Supply chain executives are focused on reducing material supply risks and avoiding unplanned delays and outages in the year ahead, according to a survey by supply chain technology company Verusen, released earlier this month.The tech firm’s 2022 State of Supply Chain Management report surveyed executives at large global organizations about a range of issues and found that many believe they lack the resources and direction to meet supply management goals in the year ahead, especially when it comes to data and technology.

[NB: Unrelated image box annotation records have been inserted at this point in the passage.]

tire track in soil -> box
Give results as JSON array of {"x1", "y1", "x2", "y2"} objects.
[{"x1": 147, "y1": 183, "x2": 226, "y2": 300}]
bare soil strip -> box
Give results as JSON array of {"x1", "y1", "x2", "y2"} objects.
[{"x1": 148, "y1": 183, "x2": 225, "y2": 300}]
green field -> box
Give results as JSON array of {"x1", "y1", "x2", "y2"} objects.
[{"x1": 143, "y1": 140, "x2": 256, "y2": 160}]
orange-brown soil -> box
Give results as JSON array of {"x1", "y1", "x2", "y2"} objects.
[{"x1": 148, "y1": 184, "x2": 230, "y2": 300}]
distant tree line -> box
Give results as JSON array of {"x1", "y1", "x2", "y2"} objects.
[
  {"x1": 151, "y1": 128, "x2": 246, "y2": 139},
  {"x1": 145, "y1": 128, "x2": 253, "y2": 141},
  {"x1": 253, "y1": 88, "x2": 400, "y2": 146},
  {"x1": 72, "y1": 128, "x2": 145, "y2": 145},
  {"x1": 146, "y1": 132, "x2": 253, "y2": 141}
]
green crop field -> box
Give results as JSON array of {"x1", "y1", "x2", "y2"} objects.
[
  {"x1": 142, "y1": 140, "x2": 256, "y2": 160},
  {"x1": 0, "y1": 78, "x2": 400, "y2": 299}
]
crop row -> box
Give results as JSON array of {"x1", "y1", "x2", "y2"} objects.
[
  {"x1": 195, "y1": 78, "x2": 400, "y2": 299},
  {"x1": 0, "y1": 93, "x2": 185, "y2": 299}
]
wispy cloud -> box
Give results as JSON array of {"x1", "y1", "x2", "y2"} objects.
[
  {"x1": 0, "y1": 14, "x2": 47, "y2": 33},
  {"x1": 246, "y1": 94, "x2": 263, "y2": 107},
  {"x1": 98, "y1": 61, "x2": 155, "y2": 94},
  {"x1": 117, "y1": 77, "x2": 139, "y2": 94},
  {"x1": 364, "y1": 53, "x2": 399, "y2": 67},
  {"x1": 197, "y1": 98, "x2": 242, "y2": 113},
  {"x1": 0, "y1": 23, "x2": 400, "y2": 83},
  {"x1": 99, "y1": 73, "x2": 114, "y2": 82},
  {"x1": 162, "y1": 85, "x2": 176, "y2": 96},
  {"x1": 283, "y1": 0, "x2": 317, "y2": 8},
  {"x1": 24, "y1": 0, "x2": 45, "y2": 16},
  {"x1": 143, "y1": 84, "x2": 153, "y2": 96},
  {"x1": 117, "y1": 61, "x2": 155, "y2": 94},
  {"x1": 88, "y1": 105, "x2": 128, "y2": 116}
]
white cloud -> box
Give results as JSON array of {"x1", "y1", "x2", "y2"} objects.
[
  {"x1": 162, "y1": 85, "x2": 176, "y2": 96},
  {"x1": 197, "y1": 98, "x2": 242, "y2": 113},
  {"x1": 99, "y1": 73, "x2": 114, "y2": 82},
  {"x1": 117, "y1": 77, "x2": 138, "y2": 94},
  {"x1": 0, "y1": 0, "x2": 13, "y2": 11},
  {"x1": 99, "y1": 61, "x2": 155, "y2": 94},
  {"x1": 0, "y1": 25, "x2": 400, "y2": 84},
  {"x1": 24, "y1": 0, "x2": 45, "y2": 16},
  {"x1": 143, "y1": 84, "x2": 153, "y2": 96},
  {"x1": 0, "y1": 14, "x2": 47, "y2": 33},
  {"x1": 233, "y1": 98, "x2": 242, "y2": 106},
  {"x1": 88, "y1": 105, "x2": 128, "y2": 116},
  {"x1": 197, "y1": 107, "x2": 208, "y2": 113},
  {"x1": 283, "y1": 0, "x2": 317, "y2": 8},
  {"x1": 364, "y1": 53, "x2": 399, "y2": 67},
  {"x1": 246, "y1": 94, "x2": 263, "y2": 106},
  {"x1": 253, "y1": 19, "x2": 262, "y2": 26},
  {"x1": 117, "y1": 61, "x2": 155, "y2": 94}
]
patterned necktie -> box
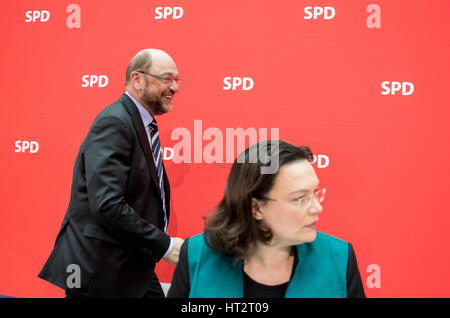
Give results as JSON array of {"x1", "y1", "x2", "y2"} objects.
[{"x1": 147, "y1": 119, "x2": 167, "y2": 233}]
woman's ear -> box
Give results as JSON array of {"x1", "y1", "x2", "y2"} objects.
[{"x1": 252, "y1": 198, "x2": 264, "y2": 221}]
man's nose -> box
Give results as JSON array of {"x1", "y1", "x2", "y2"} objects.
[{"x1": 309, "y1": 196, "x2": 323, "y2": 214}]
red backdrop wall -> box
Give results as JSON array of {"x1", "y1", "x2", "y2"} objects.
[{"x1": 0, "y1": 0, "x2": 450, "y2": 297}]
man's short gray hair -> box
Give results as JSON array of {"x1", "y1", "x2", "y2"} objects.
[{"x1": 125, "y1": 49, "x2": 152, "y2": 86}]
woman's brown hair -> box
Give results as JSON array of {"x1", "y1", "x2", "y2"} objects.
[{"x1": 204, "y1": 140, "x2": 313, "y2": 262}]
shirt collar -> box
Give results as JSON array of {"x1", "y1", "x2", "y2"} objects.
[{"x1": 125, "y1": 91, "x2": 153, "y2": 127}]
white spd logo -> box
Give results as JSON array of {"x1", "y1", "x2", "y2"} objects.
[
  {"x1": 25, "y1": 10, "x2": 50, "y2": 23},
  {"x1": 223, "y1": 76, "x2": 254, "y2": 91},
  {"x1": 81, "y1": 75, "x2": 108, "y2": 87},
  {"x1": 14, "y1": 140, "x2": 39, "y2": 153},
  {"x1": 303, "y1": 7, "x2": 336, "y2": 20},
  {"x1": 155, "y1": 7, "x2": 183, "y2": 20}
]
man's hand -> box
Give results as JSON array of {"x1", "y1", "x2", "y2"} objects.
[{"x1": 164, "y1": 237, "x2": 184, "y2": 265}]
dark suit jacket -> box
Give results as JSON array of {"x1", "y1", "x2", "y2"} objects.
[{"x1": 39, "y1": 94, "x2": 170, "y2": 297}]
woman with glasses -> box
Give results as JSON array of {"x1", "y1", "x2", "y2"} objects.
[{"x1": 168, "y1": 140, "x2": 365, "y2": 298}]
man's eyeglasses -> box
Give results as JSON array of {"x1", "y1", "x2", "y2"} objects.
[
  {"x1": 263, "y1": 188, "x2": 327, "y2": 211},
  {"x1": 136, "y1": 71, "x2": 181, "y2": 85}
]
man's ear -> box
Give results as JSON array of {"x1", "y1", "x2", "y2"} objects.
[
  {"x1": 252, "y1": 198, "x2": 264, "y2": 221},
  {"x1": 130, "y1": 72, "x2": 142, "y2": 91}
]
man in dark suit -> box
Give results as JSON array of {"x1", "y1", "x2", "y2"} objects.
[{"x1": 39, "y1": 49, "x2": 183, "y2": 297}]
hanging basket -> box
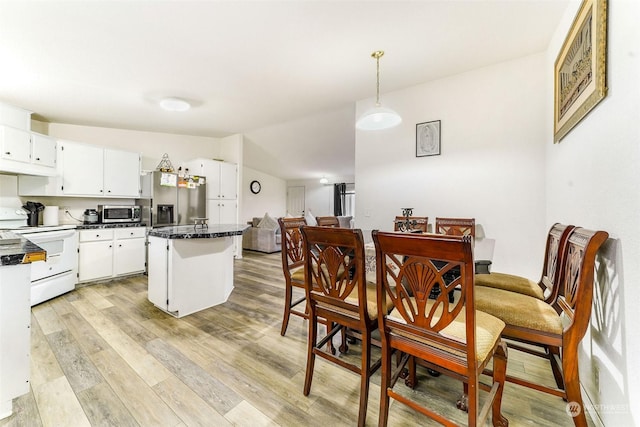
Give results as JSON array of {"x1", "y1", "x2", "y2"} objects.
[{"x1": 156, "y1": 153, "x2": 174, "y2": 172}]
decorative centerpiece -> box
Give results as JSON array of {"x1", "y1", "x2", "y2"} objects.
[{"x1": 397, "y1": 208, "x2": 418, "y2": 233}]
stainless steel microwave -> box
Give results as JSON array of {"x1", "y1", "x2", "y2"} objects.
[{"x1": 98, "y1": 205, "x2": 142, "y2": 224}]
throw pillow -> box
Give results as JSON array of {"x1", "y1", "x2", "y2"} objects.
[
  {"x1": 258, "y1": 212, "x2": 279, "y2": 231},
  {"x1": 304, "y1": 209, "x2": 318, "y2": 226}
]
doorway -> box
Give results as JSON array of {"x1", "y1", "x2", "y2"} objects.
[{"x1": 287, "y1": 185, "x2": 305, "y2": 216}]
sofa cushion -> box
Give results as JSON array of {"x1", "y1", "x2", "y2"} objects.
[{"x1": 258, "y1": 213, "x2": 279, "y2": 231}]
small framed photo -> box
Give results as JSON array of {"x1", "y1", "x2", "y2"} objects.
[{"x1": 416, "y1": 120, "x2": 440, "y2": 157}]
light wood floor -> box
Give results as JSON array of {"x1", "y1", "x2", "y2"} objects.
[{"x1": 0, "y1": 251, "x2": 596, "y2": 427}]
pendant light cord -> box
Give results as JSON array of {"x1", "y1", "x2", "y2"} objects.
[{"x1": 371, "y1": 50, "x2": 384, "y2": 107}]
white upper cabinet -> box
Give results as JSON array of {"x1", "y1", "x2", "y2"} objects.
[
  {"x1": 31, "y1": 132, "x2": 56, "y2": 168},
  {"x1": 0, "y1": 125, "x2": 56, "y2": 176},
  {"x1": 18, "y1": 140, "x2": 140, "y2": 198},
  {"x1": 187, "y1": 159, "x2": 238, "y2": 200},
  {"x1": 0, "y1": 103, "x2": 31, "y2": 132},
  {"x1": 0, "y1": 126, "x2": 31, "y2": 163},
  {"x1": 60, "y1": 141, "x2": 140, "y2": 197},
  {"x1": 104, "y1": 148, "x2": 140, "y2": 197},
  {"x1": 60, "y1": 141, "x2": 104, "y2": 196}
]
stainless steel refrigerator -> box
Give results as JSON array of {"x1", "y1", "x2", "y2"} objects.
[{"x1": 137, "y1": 171, "x2": 207, "y2": 227}]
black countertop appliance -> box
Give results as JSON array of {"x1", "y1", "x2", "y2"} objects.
[{"x1": 22, "y1": 202, "x2": 44, "y2": 227}]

“Verusen’s 2022 Supply Chain Management survey reveals that poor data quality, outdated technology, and disparate data silos are the top three causes for inefficiency in supply chain executives’ materials management process,” Paul Noble, Verusen’s founder and CEO, said in a press release detailing the report.
Among the survey’s key findings, 80% of respondents said they cannot digitally track the movement of direct and indirect materials across their enterprise network, and 43% said a lack of visibility into inventory availability is keeping them from sharing critical materials with other facilities in their network.
The report’s authors say artificial intelligence-based tools (AI) can help centralize data and improve visibility into inventory, allowing supply chain managers to make better decisions.
“Supply chain executives are constantly faced with indecision due to the lack of visibility into their inventory availability. This indecision leads executives to make hasty decisions around direct and indirect materials data,” Noble also said. “However, this need not be the case, especially with new AI tools that can accurately generate guidance for actionable decisions across an enterprise supply network.”
Other survey findings include:
When asked about hurdles to a digitally transformed approach to materials management, 76% of executives pointed to disparate silos of materials data and lack of knowledge;
The #1 priority among respondents over the next 12 months is reducing supply risk for their materials;
More than 75% of respondents believe implementing an AI-driven Materials Management solution would take 12-24 months;
More than half of the respondents claim they need to expedite spare parts on a weekly and monthly basis to avoid production outages.